Cette approche vise à démocratiser l’accès à des ressources souvent monopolisées par les pays riches. Mais la mise en œuvre reste floue : qui contrôlera ce partage, et comment éviter les abus ?
Études d’impact : une précaution nécessaire
Avant toute activité en haute mer, les États devront réaliser des études d’impact si les conséquences potentielles dépassent des effets « mineurs et transitoires ». Ces évaluations, suivies de rapports réguliers, visent à limiter les dommages environnementaux. Cependant, la décision d’autoriser une activité revient à l’État concerné, et non à la COP, ce qui suscite des critiques.
Les activités concernées pourraient inclure la pêche, le transport maritime, l’exploitation minière, ou même des techniques de géoingénierie marine pour lutter contre le réchauffement climatique. Seules les activités militaires sont explicitement exclues. Cette flexibilité laisse une marge de manœuvre aux États, mais pourrait affaiblir l’efficacité du traité.
Un océan morcelé : les défis de la gouvernance
La haute mer n’est pas un espace vierge de régulation. Plusieurs organisations, comme les organisations régionales de pêche ou l’Autorité internationale des fonds marins (AIFM), y exercent déjà une autorité. L’AIFM, par exemple, délivre des contrats pour l’exploration minière et travaille sur un code minier. La future COP devra collaborer avec ces entités, une tâche compliquée par des intérêts parfois divergents.
Organisation | Rôle |
---|---|
Organisations régionales de pêche | Gèrent les ressources halieutiques en haute mer. |
Autorité internationale des fonds marins | Régule l’exploration et l’exploitation minière sous-marine. |
La situation se complique encore avec des décisions unilatérales, comme celle de certains pays d’accélérer les permis d’extraction minière en haute mer. Ces initiatives pourraient miner l’autorité de la COP et fragmenter davantage la gouvernance océanique.

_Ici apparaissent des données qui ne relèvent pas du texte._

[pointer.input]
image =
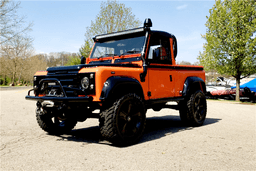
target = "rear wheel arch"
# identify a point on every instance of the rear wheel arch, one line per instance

Un traité à la croisée des chemins
Le traité pour protéger la haute mer est une avancée majeure, mais son succès dépendra de sa mise en œuvre. Avec seulement 31 ratifications à ce jour, l’objectif des 60 nécessaires reste un défi, d’autant que certains pays pourraient retarder leur engagement pour des raisons économiques. La conférence de l’ONU sur les océans, organisée cette année à Nice, est une occasion de relancer la dynamique.
« Protéger la haute mer, c’est protéger l’avenir de l’humanité. Mais cela demande une coopération sans précédent. »
Les obstacles sont nombreux : coordination internationale, surveillance des vastes étendues marines, et pressions économiques. Pourtant, l’enjeu est clair : préserver un bien commun essentiel à la vie sur Terre. Ce traité pourrait devenir un modèle d’une gouvernance écologique mondiale, ou un simple vœu pieux. Tout dépendra de la volonté collective.
En attendant, les océans continuent de crier à l’aide. Chaque jour sans action rapproche un peu plus de la perte irréversible d’une biodiversité unique. Le compte à rebours est lancé : la haute mer aura-t-elle enfin la protection qu’elle mérite ?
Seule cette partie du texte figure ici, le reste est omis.